The San Juan volcanics are the product of 3 episodes of volcanism beginning about 40 million years ago and lasting on and off for some 20 million years. The first pulse produced massive amounts of intermediate lavas, breccias, and related tuffs. The famous San Juan Formation is a product of this initial phase of volcanism. About 28 to 30 million years ago, southwestern Colorado was subjected to a renewed sequence of eruptions. This second phase of volcanic activity produced great quantities of silicic ash-flow tuffs and breccias. Significantly, this episode of volcanism was responsible for most of the mineralization in the San Juan Mountains. Fifteen separate calderas have been identified in the San Juans that date from this event. Significant mineralization is associated with many of these calderas. The third and final phase of volcanism began about 25 million years ago and was concentrated in the central and eastern portions of the San Juans. These third-phase volcanics are largely absent in the western part of the San Juan complex. This final phase of volcanism produced a bimodal sequence of dark-colored basalts and light-colored, high-silica rhyolites.
The Mount Wilson Complex forms the rugged spine of the San Miguel Mountains, near the western edge of the great San Juan Volcanic Field. The core of the Mount Wilson Complex consists of a large, mid-Tertiary dioritic intrusion. Nearly every peak in the area is composed of this diorite. The exceptions are Lizard Head and parts of Mount Wilson which consist of older sedimentary rock and younger volcanics.
Precious and base metal deposits occur in the San Juans in the form of veins and fracture-fillings, replacement bodies, and pipe or "chimney" structures. The majority of these ore deposits are associated with Tertiary volcanics.
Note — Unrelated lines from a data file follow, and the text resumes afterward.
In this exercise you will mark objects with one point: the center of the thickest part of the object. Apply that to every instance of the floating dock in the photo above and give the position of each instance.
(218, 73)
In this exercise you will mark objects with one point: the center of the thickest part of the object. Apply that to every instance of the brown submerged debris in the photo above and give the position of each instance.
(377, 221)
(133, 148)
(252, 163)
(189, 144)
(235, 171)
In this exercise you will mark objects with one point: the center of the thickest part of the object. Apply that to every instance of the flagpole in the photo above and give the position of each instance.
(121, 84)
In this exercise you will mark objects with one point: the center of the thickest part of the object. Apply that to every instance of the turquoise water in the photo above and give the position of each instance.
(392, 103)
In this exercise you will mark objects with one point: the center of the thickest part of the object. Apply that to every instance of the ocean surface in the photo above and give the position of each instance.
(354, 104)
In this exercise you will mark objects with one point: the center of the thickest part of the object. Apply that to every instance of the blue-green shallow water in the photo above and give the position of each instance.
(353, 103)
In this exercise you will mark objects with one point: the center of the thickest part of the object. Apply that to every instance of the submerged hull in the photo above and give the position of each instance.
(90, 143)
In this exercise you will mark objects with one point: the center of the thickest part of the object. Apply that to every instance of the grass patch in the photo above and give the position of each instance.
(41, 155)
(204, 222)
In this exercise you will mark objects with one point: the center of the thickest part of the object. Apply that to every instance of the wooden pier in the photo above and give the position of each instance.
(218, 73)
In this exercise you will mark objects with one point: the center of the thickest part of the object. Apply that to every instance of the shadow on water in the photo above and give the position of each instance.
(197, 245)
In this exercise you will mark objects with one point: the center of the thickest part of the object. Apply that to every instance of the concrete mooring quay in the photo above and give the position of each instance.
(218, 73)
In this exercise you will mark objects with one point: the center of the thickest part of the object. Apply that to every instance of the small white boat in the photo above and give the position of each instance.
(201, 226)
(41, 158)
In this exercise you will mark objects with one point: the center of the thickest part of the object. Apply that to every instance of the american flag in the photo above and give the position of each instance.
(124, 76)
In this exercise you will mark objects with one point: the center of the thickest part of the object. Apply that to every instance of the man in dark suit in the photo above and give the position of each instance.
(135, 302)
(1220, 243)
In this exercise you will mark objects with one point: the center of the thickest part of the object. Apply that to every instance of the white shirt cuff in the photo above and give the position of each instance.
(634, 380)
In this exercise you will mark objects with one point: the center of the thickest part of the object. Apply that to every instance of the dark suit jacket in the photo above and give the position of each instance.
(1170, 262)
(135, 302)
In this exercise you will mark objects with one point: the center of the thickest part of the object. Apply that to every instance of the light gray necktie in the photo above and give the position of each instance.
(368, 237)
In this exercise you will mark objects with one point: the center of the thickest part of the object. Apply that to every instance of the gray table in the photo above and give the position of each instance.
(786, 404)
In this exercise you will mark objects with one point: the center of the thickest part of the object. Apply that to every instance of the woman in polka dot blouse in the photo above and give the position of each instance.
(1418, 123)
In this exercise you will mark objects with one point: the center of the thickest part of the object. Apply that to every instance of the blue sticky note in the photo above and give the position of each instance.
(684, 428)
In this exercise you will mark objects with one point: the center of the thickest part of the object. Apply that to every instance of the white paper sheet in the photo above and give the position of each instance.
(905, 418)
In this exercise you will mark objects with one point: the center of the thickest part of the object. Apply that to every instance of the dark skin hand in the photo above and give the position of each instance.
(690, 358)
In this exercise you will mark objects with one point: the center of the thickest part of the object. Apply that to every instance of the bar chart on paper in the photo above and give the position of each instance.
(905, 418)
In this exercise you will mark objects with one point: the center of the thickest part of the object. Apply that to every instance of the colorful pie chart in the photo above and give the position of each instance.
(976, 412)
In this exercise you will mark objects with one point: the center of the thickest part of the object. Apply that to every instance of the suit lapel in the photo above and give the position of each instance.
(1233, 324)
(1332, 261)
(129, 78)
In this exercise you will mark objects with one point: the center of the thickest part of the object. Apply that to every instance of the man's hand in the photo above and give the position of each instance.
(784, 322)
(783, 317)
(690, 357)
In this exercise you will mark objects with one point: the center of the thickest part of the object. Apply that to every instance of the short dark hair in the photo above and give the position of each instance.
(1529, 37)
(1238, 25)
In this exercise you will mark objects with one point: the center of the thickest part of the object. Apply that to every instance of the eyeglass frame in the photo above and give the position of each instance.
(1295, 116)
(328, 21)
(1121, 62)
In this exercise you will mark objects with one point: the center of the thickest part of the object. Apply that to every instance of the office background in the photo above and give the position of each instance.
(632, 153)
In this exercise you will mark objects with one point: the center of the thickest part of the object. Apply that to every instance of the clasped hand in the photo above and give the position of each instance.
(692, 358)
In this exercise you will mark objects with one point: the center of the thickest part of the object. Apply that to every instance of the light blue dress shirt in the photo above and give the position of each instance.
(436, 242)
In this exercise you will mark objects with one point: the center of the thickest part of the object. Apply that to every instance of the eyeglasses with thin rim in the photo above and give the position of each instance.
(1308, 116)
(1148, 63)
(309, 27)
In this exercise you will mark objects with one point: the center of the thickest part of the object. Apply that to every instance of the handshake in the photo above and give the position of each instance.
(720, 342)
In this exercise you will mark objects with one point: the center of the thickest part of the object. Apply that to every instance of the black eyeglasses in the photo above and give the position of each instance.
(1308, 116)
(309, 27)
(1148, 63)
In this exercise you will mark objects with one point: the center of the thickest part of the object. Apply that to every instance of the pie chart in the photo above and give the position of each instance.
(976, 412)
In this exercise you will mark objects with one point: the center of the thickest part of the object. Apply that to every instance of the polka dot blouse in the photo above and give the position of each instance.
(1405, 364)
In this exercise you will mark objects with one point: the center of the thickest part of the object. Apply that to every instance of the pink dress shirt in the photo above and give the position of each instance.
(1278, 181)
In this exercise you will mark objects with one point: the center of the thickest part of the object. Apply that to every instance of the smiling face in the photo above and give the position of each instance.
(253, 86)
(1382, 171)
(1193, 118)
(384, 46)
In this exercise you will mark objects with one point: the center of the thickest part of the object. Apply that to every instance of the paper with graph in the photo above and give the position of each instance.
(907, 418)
In the Mount Wilson District, the ore deposits consist of gold-bearing sulfide veins emplaced within a Tertiary diorite intrusion. The sulfide veins contain pyrite, chalcopyrite, galena, sphalerite, tetrahedrite, and arsenopyrite. The richest deposits were found on the western slope of Mount Wilson, near the head of Big Bear Creek. Here, a swarm of faults and fractures was discovered crisscrossing the diorite intrusion. Each fault and fracture was filled with gold-bearing sulfide ore.
The San Miguel Mountains of southwestern Colorado are extremely fertile ground for the modern-day prospector but they also present a unique set of challenges. First and foremost, the San Miguels contain some of the most rugged country in North America. The ruggedness of the area has always limited exploration and development to a certain extent. Secondly, the area of interest is quite extensive. It comprises all of the Mount Wilson Complex which forms the heart of the San Miguel Mountains. Three towering peaks mark the center of this complex: Mount Wilson, Wilson Peak, and El Diente Peak. Fifteen square miles of heavily forested mountain slopes and rugged alpine peaks make up the Mount Wilson Complex. But the area does have a proven history of gold production. During the 1870's, the lode deposits on Mount Wilson yielded nearly 25,000 ounces of gold.
The Tertiary diorite intrusion should probably be the focus of any prospector's search for the Lost Trail Mine. In the Mount Wilson District, all gold-bearing deposits are associated with this Tertiary diorite. It was said that the bones of the two prospectors were found in a small park or meadow high up on Mount Wilson - maybe the upper slopes of the peak should be looked at closely. Veins that occur as fracture-fillings tend to be thin and narrow and are easily overlooked. This is especially true in rugged and broken country. A metal-detector may be useful in the search for gold-bearing "float" hidden in the leaf litter or buried in alluvium.